Permanecí justo donde quería estar durante una media hora más, con Casey Nice a mi lado, mirando por sus propios binoculares, ambos mirando la estática escena e intentando extraer de ella todas las conclusiones posibles. Bennett estaba detrás de nosotros, tomando nota de las actividades que habíamos presenciado y respondiendo a las pocas preguntas que teníamos.
—¿Qué tipo de causa serviría para que pusieran ustedes un pie ahí dentro? —le pregunté.
—¿Además de un fogonazo? —contestó.
—Esperemos que la cosa no llegue tan lejos.
—Una identificación visual positiva de cualquiera de los dos bastaría.
—Pero no la han conseguido todavía.
—Todavía no.
Había luz en algunas de las ventanas, tanto en el piso de arriba como en el de abajo, detrás de lo que parecían unas cortinas enrollables.
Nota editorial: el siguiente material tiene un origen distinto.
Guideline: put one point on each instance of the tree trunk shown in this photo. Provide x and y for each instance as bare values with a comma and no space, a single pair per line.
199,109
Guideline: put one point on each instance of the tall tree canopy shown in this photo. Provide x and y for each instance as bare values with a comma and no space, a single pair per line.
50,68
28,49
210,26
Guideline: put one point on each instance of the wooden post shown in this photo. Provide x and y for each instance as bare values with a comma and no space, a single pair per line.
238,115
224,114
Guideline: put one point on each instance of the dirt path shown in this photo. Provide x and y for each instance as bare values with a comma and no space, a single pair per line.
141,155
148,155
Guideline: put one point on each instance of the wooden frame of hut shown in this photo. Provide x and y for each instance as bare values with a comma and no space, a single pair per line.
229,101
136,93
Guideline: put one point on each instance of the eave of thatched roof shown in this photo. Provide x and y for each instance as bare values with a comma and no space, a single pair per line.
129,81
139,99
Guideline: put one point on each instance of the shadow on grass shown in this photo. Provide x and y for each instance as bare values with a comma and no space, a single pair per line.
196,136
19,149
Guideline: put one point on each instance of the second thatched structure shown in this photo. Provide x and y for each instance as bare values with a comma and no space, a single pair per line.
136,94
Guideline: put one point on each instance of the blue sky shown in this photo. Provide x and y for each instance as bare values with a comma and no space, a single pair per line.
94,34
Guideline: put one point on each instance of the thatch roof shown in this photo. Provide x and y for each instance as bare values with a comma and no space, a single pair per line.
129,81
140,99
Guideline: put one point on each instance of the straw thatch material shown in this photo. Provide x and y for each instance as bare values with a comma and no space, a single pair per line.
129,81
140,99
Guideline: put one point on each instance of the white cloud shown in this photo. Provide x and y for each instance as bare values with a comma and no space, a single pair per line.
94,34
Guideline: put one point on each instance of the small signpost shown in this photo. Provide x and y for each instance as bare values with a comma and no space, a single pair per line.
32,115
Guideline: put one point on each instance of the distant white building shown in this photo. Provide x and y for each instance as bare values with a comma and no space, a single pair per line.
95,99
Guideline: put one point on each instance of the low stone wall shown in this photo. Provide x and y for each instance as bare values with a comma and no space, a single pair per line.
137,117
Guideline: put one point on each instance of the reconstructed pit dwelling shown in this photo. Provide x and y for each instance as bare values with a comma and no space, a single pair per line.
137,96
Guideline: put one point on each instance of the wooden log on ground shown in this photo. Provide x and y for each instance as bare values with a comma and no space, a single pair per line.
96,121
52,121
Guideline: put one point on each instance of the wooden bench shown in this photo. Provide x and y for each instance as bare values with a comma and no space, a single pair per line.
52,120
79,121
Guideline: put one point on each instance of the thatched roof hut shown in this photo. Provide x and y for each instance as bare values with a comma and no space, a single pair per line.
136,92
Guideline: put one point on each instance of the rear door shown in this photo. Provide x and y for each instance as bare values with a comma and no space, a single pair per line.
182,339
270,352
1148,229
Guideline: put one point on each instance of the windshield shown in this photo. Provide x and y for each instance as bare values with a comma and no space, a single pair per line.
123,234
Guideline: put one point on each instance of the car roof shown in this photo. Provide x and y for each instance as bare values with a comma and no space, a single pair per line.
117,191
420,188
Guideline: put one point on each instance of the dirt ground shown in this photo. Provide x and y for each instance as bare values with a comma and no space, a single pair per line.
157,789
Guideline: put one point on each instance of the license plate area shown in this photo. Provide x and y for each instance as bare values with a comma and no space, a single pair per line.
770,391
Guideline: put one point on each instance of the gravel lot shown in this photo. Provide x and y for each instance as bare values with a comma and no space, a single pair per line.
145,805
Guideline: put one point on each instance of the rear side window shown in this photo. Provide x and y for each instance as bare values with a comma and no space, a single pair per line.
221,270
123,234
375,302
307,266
Pero no se proyectaba en ellas ninguna sombra: ni figuras, ni movimiento. Ni se veía el resplandor azulado de una televisión. Lo más probable era que la parte de la casa donde más vida se hacía fuera la de atrás o la que daba al otro lado, y no teníamos a la vista ninguna de las dos. Una cocina y una sala de estar, seguramente, con dormitorios de invitados arriba. O una suite independiente. Como una segunda vivienda, solo que con unas dimensiones un cincuenta por ciento mayores. Diseñada, bien para situaciones como la que nos ocupaba, bien para unos padres gigantescos e incapacitados dentro de veinte años.
—¿Tiene usted alguna opinión formada acerca de cuándo tomarán posiciones en Wallace Court? —le pregunté.
—Esa es la pregunta del millón, ¿no cree? —me contestó.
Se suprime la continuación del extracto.